Le vélo et le mode de vie américain

Pour les États-Unis, la Seconde Guerre mondiale a servi de levier économique et d’explosion définitive de la culture automobile. Étant un pays avec une immense superficie et une densité démographique relativement faible, les distances urbaines, interurbaines et interétatiques sont généralement grandes et la forme la plus simple et la plus logique de déplacement était sans aucun doute l’automobile. Même à l’intérieur des villes, la bicyclette finit par être peu pratique ou, dans certaines situations, même inutile, car chaque jour le développement urbain a lieu dans les banlieues et de plus en plus loin du centre. L’utilisation de la bicyclette connaît alors ses pires jours. Même sa vente aux enfants finit par décliner.
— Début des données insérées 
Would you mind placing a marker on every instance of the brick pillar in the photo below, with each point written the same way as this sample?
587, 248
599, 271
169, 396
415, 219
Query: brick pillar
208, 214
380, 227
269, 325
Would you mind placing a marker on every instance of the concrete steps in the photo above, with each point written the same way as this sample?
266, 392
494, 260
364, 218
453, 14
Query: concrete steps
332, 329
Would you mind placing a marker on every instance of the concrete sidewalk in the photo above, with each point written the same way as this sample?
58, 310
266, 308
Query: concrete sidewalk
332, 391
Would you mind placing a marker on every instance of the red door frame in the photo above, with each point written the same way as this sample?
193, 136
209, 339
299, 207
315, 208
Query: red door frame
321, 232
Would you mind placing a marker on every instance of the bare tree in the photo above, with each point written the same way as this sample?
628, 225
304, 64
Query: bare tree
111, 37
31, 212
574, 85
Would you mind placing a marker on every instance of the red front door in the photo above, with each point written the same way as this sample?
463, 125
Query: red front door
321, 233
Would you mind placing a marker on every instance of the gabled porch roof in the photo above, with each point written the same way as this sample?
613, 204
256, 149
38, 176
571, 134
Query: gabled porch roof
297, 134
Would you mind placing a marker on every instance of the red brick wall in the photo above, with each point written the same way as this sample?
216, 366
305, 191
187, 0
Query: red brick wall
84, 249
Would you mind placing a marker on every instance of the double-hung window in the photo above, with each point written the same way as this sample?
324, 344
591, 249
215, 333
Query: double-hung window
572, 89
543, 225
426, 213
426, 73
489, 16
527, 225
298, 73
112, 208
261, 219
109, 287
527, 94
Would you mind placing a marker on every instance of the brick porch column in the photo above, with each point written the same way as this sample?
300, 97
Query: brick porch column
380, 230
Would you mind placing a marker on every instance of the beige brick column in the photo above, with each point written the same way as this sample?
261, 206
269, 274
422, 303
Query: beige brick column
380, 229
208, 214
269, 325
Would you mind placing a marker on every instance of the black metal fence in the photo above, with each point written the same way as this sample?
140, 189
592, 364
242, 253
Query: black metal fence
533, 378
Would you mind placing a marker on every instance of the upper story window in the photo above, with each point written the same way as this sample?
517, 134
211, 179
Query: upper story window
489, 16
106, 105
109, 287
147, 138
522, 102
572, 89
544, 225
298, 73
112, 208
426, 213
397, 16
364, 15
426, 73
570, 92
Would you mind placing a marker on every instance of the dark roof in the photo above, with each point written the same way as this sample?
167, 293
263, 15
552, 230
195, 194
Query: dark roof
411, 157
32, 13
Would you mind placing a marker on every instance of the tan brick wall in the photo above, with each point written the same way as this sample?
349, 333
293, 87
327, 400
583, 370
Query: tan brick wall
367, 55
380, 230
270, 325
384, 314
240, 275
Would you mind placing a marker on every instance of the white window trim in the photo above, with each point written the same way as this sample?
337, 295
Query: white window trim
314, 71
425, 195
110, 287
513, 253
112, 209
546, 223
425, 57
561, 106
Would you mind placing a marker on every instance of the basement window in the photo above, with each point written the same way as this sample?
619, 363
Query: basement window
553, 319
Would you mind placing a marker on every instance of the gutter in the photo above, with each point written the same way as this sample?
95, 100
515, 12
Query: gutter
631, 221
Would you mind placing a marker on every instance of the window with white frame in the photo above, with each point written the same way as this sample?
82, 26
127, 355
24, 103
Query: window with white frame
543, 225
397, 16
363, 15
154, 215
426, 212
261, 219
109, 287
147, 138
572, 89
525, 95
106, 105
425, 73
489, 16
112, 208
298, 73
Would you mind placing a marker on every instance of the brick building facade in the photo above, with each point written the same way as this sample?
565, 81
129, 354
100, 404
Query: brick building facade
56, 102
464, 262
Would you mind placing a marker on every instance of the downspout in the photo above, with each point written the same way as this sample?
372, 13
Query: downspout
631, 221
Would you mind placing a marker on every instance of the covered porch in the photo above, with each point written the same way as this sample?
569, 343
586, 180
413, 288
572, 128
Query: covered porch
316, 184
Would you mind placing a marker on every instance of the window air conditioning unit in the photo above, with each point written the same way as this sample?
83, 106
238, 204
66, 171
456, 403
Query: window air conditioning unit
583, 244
Ce qui changera un peu la situation, c’est le mouvement contre-culturel des années 1960 et la crise pétrolière du début des années 1970. À ce moment-là se pose la base du mouvement pro-vélo américain d’aujourd’hui. Toutes les cultures alternatives commencent à considérer le vélo comme un antidote au monde motorisé, une alternative écologiquement correcte au transport et idéale pour la santé. Peu à peu, une stratégie réaliste d’action politique pro-cycliste se met en place avec la fondation d’entités qui, entre autres actions, engagent un corps d’avocats spécialisés dans les transports et la ville.
Au début des années 1970, Schwinn, le plus grand fabricant de bicyclettes américain de l’époque, a commandé une enquête pour savoir pourquoi le vélo est si peu utilisé. Le résultat montre clairement que la raison principale est la mauvaise qualité de la bicyclette elle-même, suivie par la difficulté de stationnement et la possibilité de vol, et ce n’est qu’alors que la question de la sécurité routière apparaît. Il est possible que cette recherche ait influencé la révolution de la qualité qui aurait lieu dans les années 80. Et jusqu’à aujourd’hui, cette recherche est considérée comme un nord pour ceux qui travaillent avec des bicyclettes.
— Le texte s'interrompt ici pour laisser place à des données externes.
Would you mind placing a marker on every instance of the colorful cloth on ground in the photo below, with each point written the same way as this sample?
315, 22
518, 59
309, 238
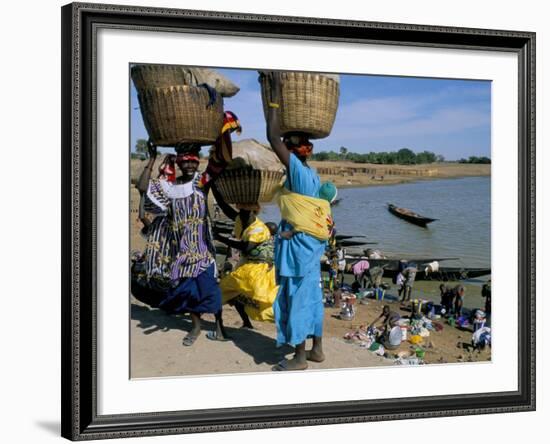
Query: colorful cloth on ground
298, 307
360, 267
306, 214
409, 274
253, 282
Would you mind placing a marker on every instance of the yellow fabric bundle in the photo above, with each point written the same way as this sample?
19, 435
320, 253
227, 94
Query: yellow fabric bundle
252, 284
306, 214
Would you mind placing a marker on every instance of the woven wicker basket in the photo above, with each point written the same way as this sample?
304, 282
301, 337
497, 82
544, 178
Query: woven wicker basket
180, 114
248, 186
160, 76
308, 103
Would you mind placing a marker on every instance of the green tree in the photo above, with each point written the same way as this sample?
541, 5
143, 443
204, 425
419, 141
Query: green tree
405, 156
343, 151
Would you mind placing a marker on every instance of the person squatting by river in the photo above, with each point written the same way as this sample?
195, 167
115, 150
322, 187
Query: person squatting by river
177, 270
298, 307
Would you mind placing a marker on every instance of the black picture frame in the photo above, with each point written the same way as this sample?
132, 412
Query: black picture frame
79, 170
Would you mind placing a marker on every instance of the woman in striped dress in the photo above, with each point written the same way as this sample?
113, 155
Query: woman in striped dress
177, 271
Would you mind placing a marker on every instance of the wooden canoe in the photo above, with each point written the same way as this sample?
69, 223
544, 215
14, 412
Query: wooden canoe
410, 216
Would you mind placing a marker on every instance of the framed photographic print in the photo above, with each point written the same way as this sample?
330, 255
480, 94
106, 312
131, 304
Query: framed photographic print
277, 221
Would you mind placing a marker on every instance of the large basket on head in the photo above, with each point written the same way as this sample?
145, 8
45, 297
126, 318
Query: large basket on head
180, 114
308, 102
248, 186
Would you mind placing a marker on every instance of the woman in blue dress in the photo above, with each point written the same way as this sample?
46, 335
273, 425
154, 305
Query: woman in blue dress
298, 307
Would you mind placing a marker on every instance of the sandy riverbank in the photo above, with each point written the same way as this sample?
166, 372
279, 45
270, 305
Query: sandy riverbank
156, 348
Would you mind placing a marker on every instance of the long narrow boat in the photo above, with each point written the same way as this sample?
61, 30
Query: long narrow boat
410, 216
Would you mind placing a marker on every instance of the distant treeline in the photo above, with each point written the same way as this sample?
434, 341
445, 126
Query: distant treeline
475, 159
404, 156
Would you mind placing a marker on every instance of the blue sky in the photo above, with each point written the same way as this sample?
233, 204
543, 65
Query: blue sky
379, 113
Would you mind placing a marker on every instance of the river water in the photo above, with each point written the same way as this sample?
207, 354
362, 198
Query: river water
463, 207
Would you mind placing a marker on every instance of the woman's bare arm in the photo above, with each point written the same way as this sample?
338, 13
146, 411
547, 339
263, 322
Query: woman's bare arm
143, 183
273, 125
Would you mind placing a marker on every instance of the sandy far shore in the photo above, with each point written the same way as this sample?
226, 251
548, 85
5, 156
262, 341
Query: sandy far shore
350, 174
Même en connaissant les raisons de la crise, l’industrie n’investit pas dans le développement du vélo, des pièces et accessoires, ce qui ne fait qu’aggraver la situation. Dans le secteur lui-même, la bicyclette n’était considérée que comme un jouet. Au lieu d’essayer de résoudre l’impasse, les fabricants américains essaient d’attirer l’attention du public par de nouvelles conceptions et des solutions étranges, rendant le vélo chaque jour moins réaliste et pratique, parfois délirant. Dans tout ce processus, le nombre de bicyclettes diminue considérablement et pratiquement toutes les bicyclettes commencent à être vendues dans les supermarchés et les magazines.